Había una vez un joven que divulgó chismes sobre su amigo por toda la aldea. Se sintió extremadamente culpable por lo que había hecho así que fue con el cura del pueblo para confesar su difamación.

Le preguntó al padre qué podía hacer para retirar sus palabras dañinas y reconciliar la amistad con su amigo.

El padre le dijo: “Anda, toma un pluma y colócala en la entrada de cada casa del pueblo”. El joven no sabía exactamente la razón de esto pero pensó que estaría haciendo lo correcto y que se sentiría mejor al obedecer al cura así que tomó una bolsa llena de plumas y se fue por toda la aldea colocando una pluma en la entrada de cada casa; con la esperanza de que cada vez que colocara una pluma se sentiría mejor, pero no fue así. Cuando terminó de colocar la última pluma aún se sentía miserable por dentro.
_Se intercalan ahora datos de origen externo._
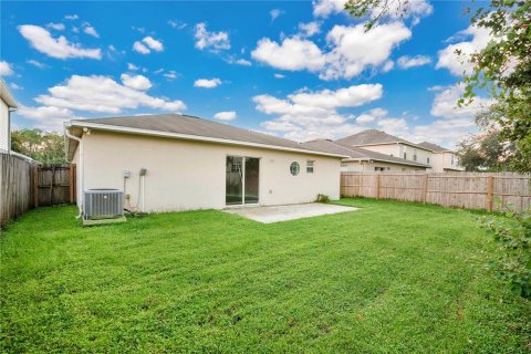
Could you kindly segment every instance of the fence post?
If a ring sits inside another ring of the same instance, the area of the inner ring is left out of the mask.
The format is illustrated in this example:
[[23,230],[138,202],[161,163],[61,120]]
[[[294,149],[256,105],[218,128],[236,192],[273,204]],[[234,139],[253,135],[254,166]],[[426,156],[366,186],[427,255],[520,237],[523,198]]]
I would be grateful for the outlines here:
[[486,209],[487,211],[492,211],[493,208],[493,197],[492,197],[492,190],[494,187],[494,177],[489,176],[487,177],[487,206]]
De manera que regresó con el padre y le dijo: “Padre, ya hice lo que usted me mandó pero aún me siento muy mal por lo que he hecho, qué más puedo hacer”.

El cura le respondió: “Ahora regresa al pueblo y recoge todas las plumas que has colocado”. El joven sorprendido exclamó: “Padre, eso es imposible ya el viento se la llevó todas; jamás podré recuperarlas”. El padre le dijo: “Exactamente, lo mismo pasa con el daño que han ocasionado tus palabras”.

Como puedes ver, las palabras malvadas siempre reflejan un corazón lleno de odio, orgullo, envidia y celos.

A menudo complicamos las cosas y multiplicamos el daño entre nosotros porque traicionamos confianzas y divulgamos palabras que sabemos que no son ciertas con la intención de dañar, herir, envenenar y destruir; y eso es malvado.

Y qué triste que nuestras iglesias, familias, y relaciones interpersonales sean fracturadas por el chisme, la calumnia y la difamación.

Anótalo bien, una vez que divulgamos un chisme es imposible remediar lo hecho.

Salomón dijo: “Quien habla mal de su amigo lo hiere más que una espada”.